You engineered a culling. You, in essence, became a blood-priest. You, whose low mind remembered the culling your own clutch had gone through, who later had stumbled onto another culling in progress, children swallowed whole in front of your eyes, you became a bloodpriest…”

“No…”

“And six died, on top of the seven siblings of yours who had already died so you could live.”

“There was no other answer…”

“Exactly! You lamented that yourself when we discussed your dagamant aboard the Dasheter. Living our lives should not require killing others of our own kind. ‘By the very Egg of God,’ you said, ‘it shouldn’t!’ ”

“That’s right! It shouldn’t.”

“But it does! Starting right in the creche: those of us who are alive today live because seven of our siblings died. And to solve the challenge to Dybo, you yourself, who hated the necessity of death so that others could live, you became a bloodpriest.”

“No. We used a blackdeath…”

“A blackdeath is a dumb brute. You engineered the replay of the culling. You were responsible. You were the bloodpriest.”

“No.”

“And now you must face that truth. Do you see it, Afsan? Do you see it?”
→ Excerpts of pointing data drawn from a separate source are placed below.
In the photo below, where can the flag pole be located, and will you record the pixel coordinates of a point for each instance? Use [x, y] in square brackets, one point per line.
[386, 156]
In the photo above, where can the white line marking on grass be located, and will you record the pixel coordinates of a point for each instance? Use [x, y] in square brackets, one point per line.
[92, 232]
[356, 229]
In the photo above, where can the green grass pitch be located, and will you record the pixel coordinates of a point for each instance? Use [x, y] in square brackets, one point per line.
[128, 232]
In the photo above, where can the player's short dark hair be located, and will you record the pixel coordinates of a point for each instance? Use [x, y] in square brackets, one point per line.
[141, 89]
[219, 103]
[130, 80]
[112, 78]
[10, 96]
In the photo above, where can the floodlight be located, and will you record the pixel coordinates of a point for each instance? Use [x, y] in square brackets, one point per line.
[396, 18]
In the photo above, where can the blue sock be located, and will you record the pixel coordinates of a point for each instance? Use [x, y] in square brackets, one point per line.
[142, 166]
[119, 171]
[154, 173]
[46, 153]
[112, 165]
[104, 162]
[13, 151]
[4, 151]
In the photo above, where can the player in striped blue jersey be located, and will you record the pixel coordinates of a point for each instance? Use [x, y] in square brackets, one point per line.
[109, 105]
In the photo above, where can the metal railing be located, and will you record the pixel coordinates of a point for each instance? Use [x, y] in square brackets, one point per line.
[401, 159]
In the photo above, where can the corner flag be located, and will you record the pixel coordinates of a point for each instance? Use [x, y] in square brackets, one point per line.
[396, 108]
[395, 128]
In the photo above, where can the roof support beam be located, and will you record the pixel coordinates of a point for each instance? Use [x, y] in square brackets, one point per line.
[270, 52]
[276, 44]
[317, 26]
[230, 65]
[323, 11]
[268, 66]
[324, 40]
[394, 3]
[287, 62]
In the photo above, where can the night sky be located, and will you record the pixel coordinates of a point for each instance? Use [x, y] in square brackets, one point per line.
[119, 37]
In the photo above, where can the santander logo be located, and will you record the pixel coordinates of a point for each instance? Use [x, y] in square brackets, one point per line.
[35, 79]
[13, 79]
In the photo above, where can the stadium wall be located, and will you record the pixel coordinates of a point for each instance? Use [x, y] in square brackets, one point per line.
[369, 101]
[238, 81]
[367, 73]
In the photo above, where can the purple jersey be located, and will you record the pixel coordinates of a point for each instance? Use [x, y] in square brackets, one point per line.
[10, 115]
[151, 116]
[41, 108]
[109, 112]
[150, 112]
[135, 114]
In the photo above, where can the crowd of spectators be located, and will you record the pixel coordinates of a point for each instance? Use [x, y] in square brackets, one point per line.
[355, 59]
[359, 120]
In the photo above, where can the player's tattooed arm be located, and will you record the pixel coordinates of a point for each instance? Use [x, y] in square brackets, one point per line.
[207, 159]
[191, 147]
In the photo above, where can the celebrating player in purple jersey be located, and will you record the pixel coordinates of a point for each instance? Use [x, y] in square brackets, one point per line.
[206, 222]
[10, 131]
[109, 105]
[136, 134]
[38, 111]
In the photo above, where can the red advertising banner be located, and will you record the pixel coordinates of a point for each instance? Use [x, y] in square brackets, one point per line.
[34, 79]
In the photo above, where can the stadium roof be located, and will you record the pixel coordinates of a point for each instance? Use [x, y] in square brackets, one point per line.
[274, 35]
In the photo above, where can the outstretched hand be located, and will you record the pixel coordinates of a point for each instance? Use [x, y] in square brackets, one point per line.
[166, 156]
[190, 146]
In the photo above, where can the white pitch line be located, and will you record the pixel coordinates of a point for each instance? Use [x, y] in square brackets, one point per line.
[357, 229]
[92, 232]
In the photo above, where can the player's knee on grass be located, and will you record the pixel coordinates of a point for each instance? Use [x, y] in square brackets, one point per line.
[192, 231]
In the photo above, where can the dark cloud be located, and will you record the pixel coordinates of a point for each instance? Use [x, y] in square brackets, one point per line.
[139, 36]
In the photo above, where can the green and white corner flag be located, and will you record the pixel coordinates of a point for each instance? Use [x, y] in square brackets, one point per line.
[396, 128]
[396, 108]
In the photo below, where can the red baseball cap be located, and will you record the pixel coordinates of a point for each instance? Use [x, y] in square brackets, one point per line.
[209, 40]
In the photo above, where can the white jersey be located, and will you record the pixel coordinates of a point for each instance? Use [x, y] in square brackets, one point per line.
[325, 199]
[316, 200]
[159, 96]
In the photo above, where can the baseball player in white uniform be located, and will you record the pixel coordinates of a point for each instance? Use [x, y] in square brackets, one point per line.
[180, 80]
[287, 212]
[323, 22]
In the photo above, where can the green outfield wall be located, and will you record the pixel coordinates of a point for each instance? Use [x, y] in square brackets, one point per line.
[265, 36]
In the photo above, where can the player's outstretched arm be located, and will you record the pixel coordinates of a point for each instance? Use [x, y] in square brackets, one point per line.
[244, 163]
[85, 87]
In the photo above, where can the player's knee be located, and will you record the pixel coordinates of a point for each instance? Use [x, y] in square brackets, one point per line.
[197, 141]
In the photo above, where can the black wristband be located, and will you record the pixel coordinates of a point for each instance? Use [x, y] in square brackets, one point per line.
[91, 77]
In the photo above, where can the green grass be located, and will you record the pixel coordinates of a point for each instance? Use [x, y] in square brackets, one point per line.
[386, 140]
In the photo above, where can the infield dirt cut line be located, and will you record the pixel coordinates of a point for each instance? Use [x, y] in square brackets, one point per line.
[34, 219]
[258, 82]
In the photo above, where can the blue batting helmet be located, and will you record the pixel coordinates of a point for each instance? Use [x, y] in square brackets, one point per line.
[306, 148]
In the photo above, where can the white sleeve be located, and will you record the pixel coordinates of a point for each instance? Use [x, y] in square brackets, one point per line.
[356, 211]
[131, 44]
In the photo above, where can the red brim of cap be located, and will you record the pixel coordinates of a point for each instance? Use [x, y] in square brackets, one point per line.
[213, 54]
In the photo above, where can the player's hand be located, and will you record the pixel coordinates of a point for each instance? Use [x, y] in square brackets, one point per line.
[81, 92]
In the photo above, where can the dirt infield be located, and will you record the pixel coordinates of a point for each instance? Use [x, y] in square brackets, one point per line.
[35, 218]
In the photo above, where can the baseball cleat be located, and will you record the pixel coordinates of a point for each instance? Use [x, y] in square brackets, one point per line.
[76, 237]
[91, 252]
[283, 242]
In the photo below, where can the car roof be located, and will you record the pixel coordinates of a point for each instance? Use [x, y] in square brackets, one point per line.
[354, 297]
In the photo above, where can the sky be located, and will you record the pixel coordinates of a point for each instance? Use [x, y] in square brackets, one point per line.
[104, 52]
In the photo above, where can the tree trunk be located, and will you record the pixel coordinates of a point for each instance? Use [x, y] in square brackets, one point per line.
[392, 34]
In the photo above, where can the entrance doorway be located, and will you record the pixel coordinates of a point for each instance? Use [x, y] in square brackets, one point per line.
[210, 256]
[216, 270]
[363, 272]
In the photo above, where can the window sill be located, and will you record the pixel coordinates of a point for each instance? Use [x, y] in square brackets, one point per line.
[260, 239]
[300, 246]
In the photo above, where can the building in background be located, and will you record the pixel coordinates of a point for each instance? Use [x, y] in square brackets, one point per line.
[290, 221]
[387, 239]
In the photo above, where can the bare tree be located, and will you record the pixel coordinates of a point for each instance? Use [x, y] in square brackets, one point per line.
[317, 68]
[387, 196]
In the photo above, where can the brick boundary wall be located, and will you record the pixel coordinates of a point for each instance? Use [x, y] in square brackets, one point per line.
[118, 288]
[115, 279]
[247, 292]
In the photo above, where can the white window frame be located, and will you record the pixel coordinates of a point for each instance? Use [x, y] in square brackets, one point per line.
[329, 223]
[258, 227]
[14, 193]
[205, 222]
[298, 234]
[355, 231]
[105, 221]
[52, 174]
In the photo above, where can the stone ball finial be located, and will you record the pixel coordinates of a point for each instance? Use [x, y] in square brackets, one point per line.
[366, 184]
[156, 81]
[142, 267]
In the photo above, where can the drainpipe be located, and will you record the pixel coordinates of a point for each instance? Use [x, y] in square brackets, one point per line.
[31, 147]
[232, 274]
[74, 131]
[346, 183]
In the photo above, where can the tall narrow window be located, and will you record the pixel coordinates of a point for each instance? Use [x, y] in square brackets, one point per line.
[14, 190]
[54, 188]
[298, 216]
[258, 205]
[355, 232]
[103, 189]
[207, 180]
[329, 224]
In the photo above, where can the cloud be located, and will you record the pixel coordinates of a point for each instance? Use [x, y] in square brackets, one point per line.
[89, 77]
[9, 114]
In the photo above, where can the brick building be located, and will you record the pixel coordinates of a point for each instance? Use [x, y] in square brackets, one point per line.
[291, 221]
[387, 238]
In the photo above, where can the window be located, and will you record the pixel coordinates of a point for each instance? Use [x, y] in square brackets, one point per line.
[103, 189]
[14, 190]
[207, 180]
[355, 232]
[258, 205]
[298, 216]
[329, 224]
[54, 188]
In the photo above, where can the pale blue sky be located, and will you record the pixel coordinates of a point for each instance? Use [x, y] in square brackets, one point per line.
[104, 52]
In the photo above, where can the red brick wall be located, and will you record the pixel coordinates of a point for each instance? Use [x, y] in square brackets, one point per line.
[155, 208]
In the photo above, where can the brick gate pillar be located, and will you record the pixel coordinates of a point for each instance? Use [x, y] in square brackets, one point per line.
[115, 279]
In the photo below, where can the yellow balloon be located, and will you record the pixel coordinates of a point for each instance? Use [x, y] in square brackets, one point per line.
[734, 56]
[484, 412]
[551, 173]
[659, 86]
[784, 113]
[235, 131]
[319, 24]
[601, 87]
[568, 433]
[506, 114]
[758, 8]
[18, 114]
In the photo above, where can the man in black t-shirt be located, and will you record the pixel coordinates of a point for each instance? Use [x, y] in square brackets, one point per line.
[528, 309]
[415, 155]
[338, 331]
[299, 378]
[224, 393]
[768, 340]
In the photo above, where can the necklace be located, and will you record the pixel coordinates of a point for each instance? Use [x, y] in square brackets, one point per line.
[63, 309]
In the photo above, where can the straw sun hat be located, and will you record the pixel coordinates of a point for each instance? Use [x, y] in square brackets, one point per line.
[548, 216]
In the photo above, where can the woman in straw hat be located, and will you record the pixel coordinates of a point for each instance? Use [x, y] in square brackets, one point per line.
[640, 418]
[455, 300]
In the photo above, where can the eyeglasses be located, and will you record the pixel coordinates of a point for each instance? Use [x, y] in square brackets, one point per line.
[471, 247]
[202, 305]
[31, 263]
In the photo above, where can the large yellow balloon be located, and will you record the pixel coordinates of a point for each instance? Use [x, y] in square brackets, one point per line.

“I can’t see anything, Mokleb.”

“Because your mind refuses to see. Even with working eyes, your mind refuses to look upon what you have done, what you have become.”

Afsan’s voice was growing shrill. “I don’t believe you.”

“Think! Most people are traumatized once by a bloodpriest, when their own clutch is culled. You’ve been traumatized three times: first at your own culling, then when you stumbled into Carno’s creche as an adult, and finally again when you engineered the battle with the blackdeath—when you became that which you feared most. When you became a bloodpriest!”

“Shut up!” screamed Afsan.

“You became a bloodpriest, Afsan. In your own mind, that’s what you are.”

“Back off!” shouted Afsan, his claws coming out into the light. “Give me room!”

“A bloodpriest!”

“You’re invading my territory!”

“That’s the real trauma, Afsan—that’s what’s preventing you from seeing! The shame of what you became. In your own eyes you’d become evil, and now those eyes refuse to see.”

Afsan was bobbing from the waist. “Back off! Back off now!”

“You refuse to see!”

“Back off before I kill you.”

“The trauma!” shouted Mokleb.

“No!”

“Face the trauma!”

“I’ll kill you!” Afsan’s voice had changed to a low, guttural tone, an animal’s tone. “I’ll kill you!” he shouted again. And then, low. slurred, a voice from deep within his chest: “I’ll swallow you whole!”

He bobbed up and down in full dagamant, enraged, wild, a killing machine.

Mokleb turned from Afsan, hiding her eyes so that she would not be drawn into the madness. She ran as fast as she could from Rockscape. Behind her, Afsan continued to bob up and down, up and down, unable to sight anything to kill.